Lele Leila mengumpamakan dengan dokter spesialis anak atau kandungan. Ketika bertemu sejumlah pasien yang sama berkali-kali, lama-lama dokter tersebut mengenal lebih detail dan tahu betul kondisi hingga rekam jejak medis para pasiennya.
“Akhirnya jadi lebih ahli atau mahir. Semoga (saya pun begitu), insyaallah,” ia berharap. Lele Leila mengenang, karier menulisnya bermula pada 2012 lewat film low budget dalam format omnibus yang memfiturkan 10 cerita pendek bertema LGBT.
Judulnya, Sanubari Jakarta yang diperkenalkan ke publik di Gedung PPHUI Jakarta. Tayang dengan jumlah layar terbatas dan gagal mencetak box office tak membuatnya berkecil hati. Lele Leila percaya pada proses, konsistensi, belajar serta berani menjajal hal baru.
“Skenario pertama saya bukan horor tapi Sanubari Jakarta. Omnibus 10 film tentang LGBT. Itu kesepuluhnya aku yang bikin. Itu saya tulis pas umur 21 tahun. Omnibus Sanubari Jakarta, isinya 10 film tentang LGBT,” Lele Leila mengenang.
Kini, 13 tahun lewat sudah. Lele Leila jadi penulis naskah papan atas Tanah Air.

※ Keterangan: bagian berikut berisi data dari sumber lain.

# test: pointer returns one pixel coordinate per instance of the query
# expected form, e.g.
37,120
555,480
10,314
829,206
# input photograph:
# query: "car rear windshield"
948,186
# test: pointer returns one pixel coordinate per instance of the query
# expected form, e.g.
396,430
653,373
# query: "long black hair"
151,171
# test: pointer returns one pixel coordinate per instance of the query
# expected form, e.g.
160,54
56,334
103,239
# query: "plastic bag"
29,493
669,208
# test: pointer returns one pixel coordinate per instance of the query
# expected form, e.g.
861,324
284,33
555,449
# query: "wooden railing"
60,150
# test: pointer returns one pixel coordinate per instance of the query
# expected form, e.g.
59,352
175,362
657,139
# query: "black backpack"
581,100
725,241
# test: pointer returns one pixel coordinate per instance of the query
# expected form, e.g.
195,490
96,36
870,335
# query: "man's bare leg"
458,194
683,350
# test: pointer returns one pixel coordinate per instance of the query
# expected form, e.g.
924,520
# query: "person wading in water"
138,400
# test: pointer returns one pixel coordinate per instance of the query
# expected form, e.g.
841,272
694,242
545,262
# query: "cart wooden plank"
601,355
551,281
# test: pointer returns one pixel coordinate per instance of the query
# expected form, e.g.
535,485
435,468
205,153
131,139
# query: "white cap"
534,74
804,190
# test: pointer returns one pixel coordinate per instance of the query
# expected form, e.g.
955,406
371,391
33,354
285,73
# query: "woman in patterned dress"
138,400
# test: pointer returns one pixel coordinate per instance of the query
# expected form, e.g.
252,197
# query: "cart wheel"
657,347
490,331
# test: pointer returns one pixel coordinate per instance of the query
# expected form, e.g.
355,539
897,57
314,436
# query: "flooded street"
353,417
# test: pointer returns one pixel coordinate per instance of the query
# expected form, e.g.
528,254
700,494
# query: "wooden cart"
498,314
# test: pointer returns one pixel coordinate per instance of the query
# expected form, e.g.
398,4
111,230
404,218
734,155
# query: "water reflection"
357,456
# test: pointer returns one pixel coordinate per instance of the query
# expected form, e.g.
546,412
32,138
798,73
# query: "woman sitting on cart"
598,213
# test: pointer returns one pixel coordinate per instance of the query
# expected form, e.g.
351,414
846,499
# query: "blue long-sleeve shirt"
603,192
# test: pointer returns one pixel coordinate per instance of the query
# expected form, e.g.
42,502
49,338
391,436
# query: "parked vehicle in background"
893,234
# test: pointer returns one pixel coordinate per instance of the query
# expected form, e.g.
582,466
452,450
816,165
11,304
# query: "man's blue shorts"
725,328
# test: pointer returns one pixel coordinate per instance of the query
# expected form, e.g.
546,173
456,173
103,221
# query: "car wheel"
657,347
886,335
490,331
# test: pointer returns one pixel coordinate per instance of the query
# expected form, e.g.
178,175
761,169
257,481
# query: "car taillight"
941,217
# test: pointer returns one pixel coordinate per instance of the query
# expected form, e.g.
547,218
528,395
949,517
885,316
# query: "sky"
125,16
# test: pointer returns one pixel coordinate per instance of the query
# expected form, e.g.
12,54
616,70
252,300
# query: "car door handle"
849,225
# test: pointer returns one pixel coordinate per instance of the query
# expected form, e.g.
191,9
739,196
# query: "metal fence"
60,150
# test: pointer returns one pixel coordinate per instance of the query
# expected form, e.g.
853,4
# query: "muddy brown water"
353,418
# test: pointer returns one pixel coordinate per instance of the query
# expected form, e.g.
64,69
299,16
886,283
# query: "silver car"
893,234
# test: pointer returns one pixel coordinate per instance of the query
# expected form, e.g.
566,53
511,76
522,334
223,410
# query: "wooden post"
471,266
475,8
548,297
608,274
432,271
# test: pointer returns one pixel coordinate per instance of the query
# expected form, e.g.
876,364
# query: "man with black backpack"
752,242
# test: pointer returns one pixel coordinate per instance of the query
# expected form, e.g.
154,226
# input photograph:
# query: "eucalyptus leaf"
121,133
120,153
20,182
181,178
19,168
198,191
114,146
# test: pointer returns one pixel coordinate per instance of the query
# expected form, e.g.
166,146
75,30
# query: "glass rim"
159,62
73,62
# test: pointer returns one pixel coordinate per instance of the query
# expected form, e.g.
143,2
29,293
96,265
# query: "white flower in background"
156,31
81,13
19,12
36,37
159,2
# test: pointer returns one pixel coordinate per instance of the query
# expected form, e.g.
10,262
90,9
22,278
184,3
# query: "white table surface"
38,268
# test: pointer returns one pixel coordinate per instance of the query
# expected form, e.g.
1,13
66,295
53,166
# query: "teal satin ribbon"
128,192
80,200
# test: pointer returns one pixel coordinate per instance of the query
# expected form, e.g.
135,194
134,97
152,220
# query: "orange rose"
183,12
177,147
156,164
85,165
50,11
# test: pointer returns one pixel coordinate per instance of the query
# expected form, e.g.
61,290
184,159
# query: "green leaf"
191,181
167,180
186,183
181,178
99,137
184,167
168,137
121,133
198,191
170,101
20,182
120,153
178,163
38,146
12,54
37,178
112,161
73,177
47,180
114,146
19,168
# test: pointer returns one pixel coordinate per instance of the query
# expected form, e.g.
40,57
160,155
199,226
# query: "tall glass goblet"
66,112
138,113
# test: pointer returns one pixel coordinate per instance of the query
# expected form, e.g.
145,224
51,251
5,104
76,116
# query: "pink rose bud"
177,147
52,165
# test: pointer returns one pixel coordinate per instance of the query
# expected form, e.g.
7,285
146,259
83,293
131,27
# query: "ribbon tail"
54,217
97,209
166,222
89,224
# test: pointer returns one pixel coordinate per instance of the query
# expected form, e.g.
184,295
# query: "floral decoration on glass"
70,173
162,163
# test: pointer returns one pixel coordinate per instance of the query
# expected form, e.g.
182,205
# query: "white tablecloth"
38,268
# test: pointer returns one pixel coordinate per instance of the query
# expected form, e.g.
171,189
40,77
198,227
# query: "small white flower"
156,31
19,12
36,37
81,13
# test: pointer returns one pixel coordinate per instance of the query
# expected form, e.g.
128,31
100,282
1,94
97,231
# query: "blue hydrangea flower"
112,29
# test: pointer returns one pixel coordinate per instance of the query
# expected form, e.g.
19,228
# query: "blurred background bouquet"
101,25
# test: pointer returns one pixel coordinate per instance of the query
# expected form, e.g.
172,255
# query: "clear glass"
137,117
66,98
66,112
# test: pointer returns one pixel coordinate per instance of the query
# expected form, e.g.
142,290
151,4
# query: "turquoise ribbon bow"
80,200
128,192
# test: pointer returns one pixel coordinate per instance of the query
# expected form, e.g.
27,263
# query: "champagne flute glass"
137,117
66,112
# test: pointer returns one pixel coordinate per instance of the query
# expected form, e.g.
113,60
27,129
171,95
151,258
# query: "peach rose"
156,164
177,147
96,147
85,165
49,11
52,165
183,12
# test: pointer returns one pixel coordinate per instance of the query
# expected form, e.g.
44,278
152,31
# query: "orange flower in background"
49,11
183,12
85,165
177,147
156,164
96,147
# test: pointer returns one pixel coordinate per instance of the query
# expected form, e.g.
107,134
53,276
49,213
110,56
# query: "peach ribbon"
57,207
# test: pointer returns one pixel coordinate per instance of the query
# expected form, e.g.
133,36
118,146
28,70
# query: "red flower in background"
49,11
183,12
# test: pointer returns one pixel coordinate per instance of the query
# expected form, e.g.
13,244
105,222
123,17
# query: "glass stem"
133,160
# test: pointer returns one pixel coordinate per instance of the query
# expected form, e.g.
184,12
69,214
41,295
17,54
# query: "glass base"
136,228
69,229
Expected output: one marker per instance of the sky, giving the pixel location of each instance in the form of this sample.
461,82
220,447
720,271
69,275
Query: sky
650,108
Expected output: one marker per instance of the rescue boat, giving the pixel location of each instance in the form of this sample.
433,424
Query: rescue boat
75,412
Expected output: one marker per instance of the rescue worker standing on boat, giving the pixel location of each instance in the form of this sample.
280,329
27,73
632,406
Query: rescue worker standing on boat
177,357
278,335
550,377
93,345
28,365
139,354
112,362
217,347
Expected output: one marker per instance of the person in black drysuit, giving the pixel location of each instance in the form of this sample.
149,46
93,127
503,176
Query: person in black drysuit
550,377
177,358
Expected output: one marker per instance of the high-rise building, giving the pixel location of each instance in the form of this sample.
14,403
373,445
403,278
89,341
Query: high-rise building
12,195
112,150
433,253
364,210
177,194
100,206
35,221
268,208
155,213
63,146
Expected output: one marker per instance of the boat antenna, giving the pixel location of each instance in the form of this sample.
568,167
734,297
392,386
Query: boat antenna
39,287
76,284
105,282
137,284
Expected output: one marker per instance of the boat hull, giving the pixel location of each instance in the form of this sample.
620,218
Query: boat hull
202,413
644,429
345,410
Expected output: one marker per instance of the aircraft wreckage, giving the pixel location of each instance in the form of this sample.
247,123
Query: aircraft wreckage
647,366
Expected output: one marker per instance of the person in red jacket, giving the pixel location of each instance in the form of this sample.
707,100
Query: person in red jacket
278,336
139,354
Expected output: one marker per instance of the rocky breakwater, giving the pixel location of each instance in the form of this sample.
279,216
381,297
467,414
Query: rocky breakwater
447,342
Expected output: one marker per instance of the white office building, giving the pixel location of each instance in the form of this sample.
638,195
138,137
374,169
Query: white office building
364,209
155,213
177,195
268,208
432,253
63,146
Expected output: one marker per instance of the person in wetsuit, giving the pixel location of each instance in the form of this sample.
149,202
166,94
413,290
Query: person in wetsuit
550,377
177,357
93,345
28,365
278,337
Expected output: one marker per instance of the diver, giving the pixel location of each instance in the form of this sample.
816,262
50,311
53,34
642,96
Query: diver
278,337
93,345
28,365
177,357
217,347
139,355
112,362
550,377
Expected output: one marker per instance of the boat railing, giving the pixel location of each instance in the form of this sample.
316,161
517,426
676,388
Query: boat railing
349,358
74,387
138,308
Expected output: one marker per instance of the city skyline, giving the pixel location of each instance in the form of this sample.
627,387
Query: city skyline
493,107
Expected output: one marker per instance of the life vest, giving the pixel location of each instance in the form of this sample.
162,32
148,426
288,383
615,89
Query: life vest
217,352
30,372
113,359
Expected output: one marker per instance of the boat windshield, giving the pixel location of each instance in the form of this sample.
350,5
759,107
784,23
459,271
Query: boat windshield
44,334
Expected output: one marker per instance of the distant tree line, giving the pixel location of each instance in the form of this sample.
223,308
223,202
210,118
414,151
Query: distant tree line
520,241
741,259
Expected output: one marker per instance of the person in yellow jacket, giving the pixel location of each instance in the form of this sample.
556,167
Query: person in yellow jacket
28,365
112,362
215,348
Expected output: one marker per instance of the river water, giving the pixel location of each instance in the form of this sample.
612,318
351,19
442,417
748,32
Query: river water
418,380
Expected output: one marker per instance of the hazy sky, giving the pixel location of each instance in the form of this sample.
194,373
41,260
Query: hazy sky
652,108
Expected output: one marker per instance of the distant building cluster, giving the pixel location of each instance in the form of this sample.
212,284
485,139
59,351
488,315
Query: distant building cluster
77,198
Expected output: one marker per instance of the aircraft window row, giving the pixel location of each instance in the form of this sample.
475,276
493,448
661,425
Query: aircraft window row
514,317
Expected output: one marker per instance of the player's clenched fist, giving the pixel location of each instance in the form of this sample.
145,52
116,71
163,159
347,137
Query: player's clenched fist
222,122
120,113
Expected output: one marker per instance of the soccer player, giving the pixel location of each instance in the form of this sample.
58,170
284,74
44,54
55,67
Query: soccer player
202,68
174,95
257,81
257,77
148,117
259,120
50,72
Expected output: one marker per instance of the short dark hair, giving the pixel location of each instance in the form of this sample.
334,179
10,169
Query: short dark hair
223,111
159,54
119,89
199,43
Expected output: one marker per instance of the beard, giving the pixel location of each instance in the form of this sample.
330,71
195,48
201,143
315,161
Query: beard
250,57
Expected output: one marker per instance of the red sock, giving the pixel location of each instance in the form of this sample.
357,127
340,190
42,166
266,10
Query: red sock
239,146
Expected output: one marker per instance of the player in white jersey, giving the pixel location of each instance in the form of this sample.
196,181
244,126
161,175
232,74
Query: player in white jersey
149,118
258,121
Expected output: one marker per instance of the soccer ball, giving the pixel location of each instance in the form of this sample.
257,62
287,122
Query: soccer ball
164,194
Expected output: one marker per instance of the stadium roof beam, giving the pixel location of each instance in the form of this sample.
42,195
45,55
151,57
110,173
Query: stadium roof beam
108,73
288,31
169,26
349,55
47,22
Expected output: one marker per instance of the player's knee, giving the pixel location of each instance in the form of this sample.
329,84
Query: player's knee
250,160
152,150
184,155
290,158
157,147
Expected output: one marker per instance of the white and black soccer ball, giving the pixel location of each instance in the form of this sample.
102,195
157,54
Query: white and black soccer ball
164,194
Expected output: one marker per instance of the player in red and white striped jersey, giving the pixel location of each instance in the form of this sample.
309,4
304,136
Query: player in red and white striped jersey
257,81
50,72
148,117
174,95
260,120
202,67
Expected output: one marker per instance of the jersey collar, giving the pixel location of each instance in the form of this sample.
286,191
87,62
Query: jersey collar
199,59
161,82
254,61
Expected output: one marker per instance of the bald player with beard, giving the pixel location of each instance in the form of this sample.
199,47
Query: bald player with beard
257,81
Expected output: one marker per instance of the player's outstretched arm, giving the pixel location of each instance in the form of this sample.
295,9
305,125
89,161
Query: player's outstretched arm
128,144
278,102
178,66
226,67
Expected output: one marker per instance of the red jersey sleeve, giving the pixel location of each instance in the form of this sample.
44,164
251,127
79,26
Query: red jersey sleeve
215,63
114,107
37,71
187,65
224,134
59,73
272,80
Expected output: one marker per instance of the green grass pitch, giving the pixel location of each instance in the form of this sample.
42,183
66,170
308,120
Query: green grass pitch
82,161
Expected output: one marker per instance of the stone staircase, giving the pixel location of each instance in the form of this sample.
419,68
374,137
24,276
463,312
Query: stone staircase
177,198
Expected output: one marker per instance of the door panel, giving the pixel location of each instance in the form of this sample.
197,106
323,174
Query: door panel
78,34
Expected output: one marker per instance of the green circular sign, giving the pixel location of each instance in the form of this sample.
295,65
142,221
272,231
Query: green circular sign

Ia sendiri tak menyangka bisa sampai di fase ini: melahirkan film Indonesia terlaris sepanjang masa. Andai bisa bertemu diri sendiri di tahun 2012, apa yang ingin disampaikan Lele Laila?
“Aku cuma mau bilang (ke Lele Leila versi 21 tahun), ‘Kamu memilih jalan yang benar. Meski panjang tapi kamu melaluinya dengan sukacita. Tenang saja, karena ada banyak orang baik di sekitarmu. Alhamdulillah ketemu banyak orang baik,’” ucapnya dengan mata berkaca.